Company will have to choose between profitability or expansion, as achieving both looks good only on paper.
Also, 1.4 GWh capacity under Phase 1a of Gigafactory was completed on 22nd March 2024, but not a single cell from the plant been installed in any 2W, of Ola or third-party, even till 29th June 2024. Is this rush to complete capacity addition only to meet the Government’s Cell PLI conditions, which require commissioning of 1GWh capacity in FY24, 5GWh in FY25 and 20 GWh in FY27E and avoid penalty? 2 other Cell PLI awardees (of total 3) are learnt to have shelved their plans.
Other Red Flags
- Till March 2024, company has spent Rs. 1,100 cr spent on R&D, including development of new cells. From IPO proceeds, Rs. 1,600 cr is earmarked for R&D, including Rs. 600 cr in FY27E, which is too far-fetched and unnecessary, as capex for manufacturing is yet to be tied-up.
- Company has its own retail network of 870 experience centres or sales outlets. This is a financial burden and no wonder that Rs. 281 cr from IPO proceeds will go towards paying rent for the existing experience centres. After having raised about Rs. 8,200 cr in capital in past 4 years, company still needs support for R&D, manufacturing and now even marketing! This really makes one question the business model.
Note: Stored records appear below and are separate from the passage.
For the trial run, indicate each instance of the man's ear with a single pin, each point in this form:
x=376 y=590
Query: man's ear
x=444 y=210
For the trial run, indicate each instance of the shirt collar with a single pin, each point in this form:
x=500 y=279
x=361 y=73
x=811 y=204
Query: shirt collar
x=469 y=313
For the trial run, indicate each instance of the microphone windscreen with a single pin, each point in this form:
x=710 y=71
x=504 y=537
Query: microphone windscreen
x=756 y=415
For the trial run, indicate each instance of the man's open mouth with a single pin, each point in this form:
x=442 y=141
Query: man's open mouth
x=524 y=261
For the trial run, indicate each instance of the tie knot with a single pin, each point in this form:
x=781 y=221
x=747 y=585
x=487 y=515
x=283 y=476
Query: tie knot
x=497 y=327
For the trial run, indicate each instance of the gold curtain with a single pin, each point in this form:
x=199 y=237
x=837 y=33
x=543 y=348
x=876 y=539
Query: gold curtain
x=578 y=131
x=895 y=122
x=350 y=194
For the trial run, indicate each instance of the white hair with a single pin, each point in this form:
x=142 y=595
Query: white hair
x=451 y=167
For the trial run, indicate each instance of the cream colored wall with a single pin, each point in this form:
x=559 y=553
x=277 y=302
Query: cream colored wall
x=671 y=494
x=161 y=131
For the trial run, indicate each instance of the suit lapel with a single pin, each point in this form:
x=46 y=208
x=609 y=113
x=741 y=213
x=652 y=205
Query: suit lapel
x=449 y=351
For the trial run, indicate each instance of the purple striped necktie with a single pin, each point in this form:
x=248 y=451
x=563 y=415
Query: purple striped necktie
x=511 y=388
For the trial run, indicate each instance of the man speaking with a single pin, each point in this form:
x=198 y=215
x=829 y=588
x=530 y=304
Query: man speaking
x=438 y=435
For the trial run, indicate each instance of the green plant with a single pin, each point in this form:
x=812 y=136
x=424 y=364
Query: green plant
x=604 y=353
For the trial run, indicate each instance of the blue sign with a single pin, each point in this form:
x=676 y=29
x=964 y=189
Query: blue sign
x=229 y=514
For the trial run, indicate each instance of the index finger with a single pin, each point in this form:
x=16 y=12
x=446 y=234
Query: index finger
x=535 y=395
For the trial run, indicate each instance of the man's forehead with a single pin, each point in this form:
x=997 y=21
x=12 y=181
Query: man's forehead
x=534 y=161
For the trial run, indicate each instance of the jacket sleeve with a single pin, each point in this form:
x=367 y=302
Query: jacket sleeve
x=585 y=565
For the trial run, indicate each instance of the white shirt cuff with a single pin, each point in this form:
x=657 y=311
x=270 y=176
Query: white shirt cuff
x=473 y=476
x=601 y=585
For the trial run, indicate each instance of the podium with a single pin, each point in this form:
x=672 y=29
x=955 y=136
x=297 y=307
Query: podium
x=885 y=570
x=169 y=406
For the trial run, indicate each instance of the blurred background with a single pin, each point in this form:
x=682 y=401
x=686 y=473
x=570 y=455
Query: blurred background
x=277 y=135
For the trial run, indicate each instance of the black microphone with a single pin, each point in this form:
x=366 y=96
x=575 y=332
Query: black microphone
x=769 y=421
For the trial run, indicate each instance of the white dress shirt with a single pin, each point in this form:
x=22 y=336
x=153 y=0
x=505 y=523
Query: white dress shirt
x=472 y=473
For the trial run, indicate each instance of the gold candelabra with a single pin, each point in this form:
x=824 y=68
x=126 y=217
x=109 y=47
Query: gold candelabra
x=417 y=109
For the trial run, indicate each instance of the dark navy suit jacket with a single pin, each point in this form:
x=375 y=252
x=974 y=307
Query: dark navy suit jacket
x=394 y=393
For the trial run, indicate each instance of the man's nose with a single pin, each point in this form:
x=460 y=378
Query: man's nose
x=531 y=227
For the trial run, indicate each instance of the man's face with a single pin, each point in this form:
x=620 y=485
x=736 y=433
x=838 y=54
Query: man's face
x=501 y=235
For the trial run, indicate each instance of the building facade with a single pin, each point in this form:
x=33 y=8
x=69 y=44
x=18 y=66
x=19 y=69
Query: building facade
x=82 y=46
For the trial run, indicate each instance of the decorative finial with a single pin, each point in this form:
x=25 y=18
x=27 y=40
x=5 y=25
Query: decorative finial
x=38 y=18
- Employee attrition of 44% and 47% in FY24 and FY23 respectively is very high, including key senior level exits like Company Secretary and Chief Marketing Officer within 2 years.
Poor Financials, yet Exorbitant Pricing
On sale of 3.3 lakh scooters in FY24, revenue was at Rs. 5,010 cr. But it is heavily loss-making, with Rs. 1,040 cr operating loss and Rs. 1,584 cr net loss for FY24. Based on Rs. 33,400 cr enterprise value, FY24 revenue multiple is at 6.7x, which is extremely expensive for loss making operations as well as on peer comparison.
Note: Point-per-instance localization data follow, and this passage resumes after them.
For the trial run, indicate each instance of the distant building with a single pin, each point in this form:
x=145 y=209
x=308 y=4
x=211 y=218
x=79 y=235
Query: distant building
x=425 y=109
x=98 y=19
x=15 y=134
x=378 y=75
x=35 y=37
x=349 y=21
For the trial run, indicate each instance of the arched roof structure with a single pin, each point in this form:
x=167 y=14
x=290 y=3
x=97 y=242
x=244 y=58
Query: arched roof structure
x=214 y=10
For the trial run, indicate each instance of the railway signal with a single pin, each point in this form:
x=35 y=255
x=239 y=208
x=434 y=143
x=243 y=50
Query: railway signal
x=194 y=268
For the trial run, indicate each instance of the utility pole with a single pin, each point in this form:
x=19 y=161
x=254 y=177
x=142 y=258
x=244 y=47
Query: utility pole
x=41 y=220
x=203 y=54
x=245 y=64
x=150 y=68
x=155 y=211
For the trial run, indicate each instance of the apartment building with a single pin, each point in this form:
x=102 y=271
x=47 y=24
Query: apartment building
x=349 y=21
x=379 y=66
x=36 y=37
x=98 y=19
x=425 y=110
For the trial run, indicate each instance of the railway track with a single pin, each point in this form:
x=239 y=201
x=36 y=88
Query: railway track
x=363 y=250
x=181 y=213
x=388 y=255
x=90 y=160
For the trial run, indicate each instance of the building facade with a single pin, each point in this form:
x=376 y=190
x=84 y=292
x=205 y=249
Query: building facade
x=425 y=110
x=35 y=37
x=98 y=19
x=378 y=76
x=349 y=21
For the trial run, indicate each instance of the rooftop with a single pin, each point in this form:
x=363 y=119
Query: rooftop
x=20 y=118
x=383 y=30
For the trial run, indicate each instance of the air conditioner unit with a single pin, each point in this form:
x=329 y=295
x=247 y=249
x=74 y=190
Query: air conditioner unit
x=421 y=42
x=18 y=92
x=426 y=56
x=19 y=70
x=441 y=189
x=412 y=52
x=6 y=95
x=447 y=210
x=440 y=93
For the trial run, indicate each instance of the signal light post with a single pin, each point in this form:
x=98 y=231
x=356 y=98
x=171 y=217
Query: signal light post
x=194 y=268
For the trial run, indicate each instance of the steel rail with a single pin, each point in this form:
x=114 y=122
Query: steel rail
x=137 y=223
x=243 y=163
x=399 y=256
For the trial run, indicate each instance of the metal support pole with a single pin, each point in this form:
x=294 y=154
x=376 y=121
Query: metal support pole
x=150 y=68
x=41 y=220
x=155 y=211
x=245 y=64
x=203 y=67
Bajaj Auto, TVS Motors and Hero Moto are ruling at revenue multiple between 3.0-5.4x. A valuation of Rs. 33,500 cr for 1.8% market share and mounting losses is ridiculous, when Hero Moto, with 30+% market share and Rs. 3,700 cr net profit is trading at about Rs.1 lakh cr valuation.
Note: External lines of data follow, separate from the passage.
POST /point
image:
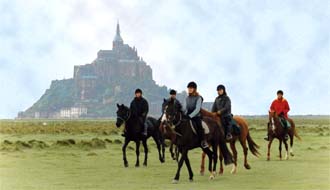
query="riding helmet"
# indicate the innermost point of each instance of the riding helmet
(220, 86)
(138, 91)
(192, 85)
(279, 92)
(172, 92)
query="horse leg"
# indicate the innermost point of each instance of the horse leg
(158, 143)
(124, 152)
(191, 175)
(145, 146)
(215, 159)
(221, 164)
(137, 151)
(245, 151)
(233, 149)
(291, 144)
(171, 151)
(202, 164)
(177, 153)
(210, 156)
(286, 150)
(280, 149)
(183, 157)
(269, 145)
(163, 148)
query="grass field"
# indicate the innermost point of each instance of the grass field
(86, 154)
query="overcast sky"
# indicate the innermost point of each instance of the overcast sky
(254, 48)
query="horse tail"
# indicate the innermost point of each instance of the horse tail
(252, 146)
(295, 132)
(227, 156)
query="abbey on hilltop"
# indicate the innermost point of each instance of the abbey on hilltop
(96, 88)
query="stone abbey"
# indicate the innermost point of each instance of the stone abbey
(97, 87)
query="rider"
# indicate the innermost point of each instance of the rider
(193, 105)
(281, 106)
(139, 107)
(173, 98)
(222, 107)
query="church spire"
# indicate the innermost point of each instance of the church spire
(118, 38)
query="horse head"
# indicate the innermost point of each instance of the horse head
(123, 114)
(171, 118)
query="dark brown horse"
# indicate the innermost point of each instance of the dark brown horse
(243, 137)
(133, 133)
(186, 139)
(276, 130)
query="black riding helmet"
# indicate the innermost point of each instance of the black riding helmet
(138, 91)
(221, 86)
(279, 92)
(192, 85)
(172, 92)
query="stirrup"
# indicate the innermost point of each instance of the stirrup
(229, 136)
(204, 144)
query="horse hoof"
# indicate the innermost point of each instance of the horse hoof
(247, 166)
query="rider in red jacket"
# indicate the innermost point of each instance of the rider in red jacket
(281, 106)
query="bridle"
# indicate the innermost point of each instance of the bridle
(174, 125)
(128, 115)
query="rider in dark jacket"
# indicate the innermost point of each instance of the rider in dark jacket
(193, 107)
(222, 106)
(139, 107)
(173, 98)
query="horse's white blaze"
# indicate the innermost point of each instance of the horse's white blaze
(212, 175)
(234, 169)
(163, 118)
(291, 150)
(287, 155)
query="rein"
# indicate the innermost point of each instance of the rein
(128, 116)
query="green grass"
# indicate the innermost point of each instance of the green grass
(95, 160)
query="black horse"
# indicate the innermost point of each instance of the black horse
(133, 133)
(187, 139)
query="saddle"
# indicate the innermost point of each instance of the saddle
(236, 129)
(284, 122)
(194, 126)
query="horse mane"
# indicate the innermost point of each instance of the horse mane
(213, 116)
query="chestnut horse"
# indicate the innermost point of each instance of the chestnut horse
(186, 139)
(276, 130)
(242, 137)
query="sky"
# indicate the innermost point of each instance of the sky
(254, 48)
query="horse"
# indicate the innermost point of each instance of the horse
(243, 137)
(276, 130)
(133, 133)
(168, 135)
(186, 139)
Ola’s path to profitability is a not established and it lacks any right to win, in the increasingly competitive auto industry.
Investor Exodus Spells Caution
2 investors who invested in Feb 2022, Tekne Private Ventures and Alpine Opportunity, are part-exiting at 32% loss, probably correcting their mistake. Matrix, whose shares are not subject to lock-in post IPO is also participating in the OFS while Alpha Wave is selling in 3 years, at just 7% IRR. This mad rush to exit by the very same investors makes comparison of IPO valuation to previous round futile!
Not learning from others’ mistakes can be the biggest blunder and we are compelled to draw parallels to the 2021 IPOs of Paytm, CarTrade, PB Fintech, all of which raised funds during the 0% interest rate regime in the world.